Use a linear approximation to estimate the number $64.07^{2/3}$

Question

That's all they give you. I tried putting it into the linear approximation equation of:

$$ f(a)+f'(a)(x-a) $$

but I get almost the same value as $64.07^{2/3}$, which is around $16.0116$. Just not sure how else to go about doing this problem. Thanks.

Answer 1

Consider function $f(x)=x^{2/3}$ and establish, from definitions, Taylor series at $x=64$ since $64^{2/3}=16$.

You will get for first order (linear approximation) $$f(x)=16+\frac{x-64}{6}+O\left((x-64)^2\right)$$ from which $x=\frac{9607}{600}\approx 16.01166667 $. This is exactly what you did.

For more accuracy, you could use the second order expansion (quadratic approximation) would be $$f(x)=16+\frac{x-64}{6}-\frac{(x-64)^2}{2304}+O\left((x-64)^3\right)$$ from which $x=\frac{368908751}{23040000}\approx 16.01166454$

For ten significant digits, the exact solution is $\approx 16.01166454$.

Answer 2

An equivalent formula for $x^a$ is $(1+x)^a \approx 1+ax $ for small $x$.
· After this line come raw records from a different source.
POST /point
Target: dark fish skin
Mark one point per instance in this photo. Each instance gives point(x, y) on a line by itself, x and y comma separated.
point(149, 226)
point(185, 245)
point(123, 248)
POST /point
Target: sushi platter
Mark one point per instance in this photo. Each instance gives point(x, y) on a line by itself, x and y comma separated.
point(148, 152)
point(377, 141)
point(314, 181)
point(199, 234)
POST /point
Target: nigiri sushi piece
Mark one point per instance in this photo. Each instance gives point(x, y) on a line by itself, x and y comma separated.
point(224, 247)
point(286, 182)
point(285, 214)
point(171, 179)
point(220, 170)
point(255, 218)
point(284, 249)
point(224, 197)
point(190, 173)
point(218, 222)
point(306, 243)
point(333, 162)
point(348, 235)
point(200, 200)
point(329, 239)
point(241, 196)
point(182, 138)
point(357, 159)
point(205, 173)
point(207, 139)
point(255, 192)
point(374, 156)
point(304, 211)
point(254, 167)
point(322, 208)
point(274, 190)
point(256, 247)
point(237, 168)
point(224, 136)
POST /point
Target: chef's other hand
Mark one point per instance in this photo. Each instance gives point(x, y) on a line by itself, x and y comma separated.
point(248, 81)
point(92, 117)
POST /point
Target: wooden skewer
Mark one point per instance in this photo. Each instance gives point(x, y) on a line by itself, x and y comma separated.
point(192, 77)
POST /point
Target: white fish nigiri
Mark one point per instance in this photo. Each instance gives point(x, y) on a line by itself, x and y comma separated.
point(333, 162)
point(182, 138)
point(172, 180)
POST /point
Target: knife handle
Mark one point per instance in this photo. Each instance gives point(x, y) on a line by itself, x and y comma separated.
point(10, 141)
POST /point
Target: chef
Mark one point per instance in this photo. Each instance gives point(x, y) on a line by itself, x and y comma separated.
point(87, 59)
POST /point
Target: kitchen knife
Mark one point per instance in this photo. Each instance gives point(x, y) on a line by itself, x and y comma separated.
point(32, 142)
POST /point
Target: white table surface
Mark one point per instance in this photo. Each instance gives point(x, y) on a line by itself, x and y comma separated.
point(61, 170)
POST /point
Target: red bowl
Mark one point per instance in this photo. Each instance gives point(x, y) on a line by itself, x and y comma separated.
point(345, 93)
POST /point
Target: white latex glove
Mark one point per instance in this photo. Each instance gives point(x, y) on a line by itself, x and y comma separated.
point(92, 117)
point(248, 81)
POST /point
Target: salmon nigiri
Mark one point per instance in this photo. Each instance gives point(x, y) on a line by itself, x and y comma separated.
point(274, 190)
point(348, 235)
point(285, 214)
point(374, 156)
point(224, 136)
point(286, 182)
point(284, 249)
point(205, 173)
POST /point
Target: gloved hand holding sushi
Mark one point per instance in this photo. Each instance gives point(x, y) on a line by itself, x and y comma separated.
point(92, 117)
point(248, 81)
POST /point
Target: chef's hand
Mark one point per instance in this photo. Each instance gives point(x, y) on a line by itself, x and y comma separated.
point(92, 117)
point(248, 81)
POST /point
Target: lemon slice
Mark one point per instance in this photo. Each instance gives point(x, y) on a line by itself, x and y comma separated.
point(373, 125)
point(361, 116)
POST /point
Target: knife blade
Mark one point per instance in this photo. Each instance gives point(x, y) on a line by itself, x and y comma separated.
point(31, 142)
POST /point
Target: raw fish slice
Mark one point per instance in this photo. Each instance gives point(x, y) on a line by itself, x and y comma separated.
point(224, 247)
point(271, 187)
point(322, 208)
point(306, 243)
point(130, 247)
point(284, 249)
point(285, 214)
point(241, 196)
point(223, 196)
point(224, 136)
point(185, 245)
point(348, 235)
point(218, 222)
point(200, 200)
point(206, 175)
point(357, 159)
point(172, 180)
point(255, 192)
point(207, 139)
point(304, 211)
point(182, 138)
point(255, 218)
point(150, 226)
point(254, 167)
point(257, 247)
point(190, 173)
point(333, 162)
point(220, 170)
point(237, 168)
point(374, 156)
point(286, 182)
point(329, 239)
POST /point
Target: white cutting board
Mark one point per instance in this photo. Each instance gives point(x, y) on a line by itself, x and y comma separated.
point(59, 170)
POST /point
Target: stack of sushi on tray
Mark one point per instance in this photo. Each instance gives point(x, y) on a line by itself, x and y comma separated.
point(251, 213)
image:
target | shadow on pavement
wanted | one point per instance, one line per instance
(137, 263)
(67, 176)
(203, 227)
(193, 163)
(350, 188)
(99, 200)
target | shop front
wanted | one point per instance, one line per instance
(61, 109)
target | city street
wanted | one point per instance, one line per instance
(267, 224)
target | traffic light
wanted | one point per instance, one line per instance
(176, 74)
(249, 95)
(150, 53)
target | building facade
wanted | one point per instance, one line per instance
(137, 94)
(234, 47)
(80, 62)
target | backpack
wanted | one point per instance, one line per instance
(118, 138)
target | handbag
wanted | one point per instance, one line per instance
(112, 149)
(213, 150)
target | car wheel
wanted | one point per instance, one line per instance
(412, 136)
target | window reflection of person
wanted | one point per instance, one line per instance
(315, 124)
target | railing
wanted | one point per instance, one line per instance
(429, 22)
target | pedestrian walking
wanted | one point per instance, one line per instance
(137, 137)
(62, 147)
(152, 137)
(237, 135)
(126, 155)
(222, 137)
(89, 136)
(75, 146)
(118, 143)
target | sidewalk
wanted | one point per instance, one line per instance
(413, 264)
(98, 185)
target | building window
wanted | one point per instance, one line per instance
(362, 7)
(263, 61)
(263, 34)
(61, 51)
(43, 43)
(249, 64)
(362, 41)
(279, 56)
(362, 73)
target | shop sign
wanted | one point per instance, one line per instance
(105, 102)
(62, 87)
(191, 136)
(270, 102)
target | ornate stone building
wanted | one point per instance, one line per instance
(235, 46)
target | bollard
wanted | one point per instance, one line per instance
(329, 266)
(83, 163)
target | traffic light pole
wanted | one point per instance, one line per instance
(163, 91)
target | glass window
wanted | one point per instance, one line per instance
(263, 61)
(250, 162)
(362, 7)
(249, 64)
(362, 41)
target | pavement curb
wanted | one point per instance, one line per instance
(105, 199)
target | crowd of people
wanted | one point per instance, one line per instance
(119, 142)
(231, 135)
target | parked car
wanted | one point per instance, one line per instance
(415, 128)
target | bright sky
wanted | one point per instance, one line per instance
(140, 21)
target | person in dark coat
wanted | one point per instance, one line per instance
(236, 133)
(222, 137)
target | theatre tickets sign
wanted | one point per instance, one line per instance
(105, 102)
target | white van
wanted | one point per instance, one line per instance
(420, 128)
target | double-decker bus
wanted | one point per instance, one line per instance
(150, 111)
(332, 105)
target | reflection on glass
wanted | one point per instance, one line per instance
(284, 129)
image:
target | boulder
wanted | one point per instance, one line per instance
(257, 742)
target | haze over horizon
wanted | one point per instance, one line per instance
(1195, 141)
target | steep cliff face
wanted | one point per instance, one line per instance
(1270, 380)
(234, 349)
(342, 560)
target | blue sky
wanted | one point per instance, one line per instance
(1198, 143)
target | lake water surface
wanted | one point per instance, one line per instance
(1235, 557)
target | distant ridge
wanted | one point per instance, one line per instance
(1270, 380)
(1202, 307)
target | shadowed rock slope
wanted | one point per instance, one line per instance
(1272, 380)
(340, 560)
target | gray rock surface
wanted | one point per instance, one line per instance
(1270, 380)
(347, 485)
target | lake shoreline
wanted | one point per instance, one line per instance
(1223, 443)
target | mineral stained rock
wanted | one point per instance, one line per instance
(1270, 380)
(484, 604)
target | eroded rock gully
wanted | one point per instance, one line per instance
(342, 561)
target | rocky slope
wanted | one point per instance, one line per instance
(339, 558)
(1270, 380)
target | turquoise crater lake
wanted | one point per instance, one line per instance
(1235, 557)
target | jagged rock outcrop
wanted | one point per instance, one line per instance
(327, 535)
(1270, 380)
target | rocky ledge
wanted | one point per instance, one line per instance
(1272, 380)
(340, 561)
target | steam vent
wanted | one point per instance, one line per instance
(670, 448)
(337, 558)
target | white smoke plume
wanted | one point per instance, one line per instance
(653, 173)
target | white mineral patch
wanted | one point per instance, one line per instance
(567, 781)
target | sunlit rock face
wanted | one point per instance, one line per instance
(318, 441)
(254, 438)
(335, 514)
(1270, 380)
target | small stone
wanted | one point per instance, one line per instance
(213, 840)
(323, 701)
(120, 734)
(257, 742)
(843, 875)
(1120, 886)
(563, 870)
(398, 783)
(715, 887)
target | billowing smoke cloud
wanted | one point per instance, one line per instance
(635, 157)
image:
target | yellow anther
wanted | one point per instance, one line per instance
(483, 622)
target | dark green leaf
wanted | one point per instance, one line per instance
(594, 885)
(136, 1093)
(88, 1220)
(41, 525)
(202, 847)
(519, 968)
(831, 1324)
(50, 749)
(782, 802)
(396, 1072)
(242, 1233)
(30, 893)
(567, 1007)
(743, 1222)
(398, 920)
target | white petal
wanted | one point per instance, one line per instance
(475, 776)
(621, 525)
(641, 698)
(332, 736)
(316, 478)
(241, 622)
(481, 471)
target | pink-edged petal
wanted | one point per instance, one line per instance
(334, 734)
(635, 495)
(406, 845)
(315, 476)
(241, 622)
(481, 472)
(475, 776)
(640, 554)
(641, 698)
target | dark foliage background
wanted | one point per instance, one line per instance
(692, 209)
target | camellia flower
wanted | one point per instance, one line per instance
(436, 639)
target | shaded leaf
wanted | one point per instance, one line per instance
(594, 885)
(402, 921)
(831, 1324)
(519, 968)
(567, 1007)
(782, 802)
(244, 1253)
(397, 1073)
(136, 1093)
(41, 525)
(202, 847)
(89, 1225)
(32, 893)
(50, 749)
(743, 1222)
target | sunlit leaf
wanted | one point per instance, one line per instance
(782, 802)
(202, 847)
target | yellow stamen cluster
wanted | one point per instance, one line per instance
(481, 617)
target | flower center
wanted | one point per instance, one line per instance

Therefore, for small $v$, $(u^{a}+v)^{1/a} =u(1+\frac{v}{u^a})^{1/a} \approx u(1+\frac{v}{au^a}) = u+\frac{uv}{au^a} = u+\frac{u^{1-a}v}{a} $.

In this case, $a = \frac32$, so $(u^{3/2}+v)^{2/3} \approx u+\frac{u^{-1/2}v}{\frac32} =u+\frac{2v}{3\sqrt{u}} $.

If $u=16$ and $v = .07$, this gives $16+\frac{.14}{12} =16.01166... $.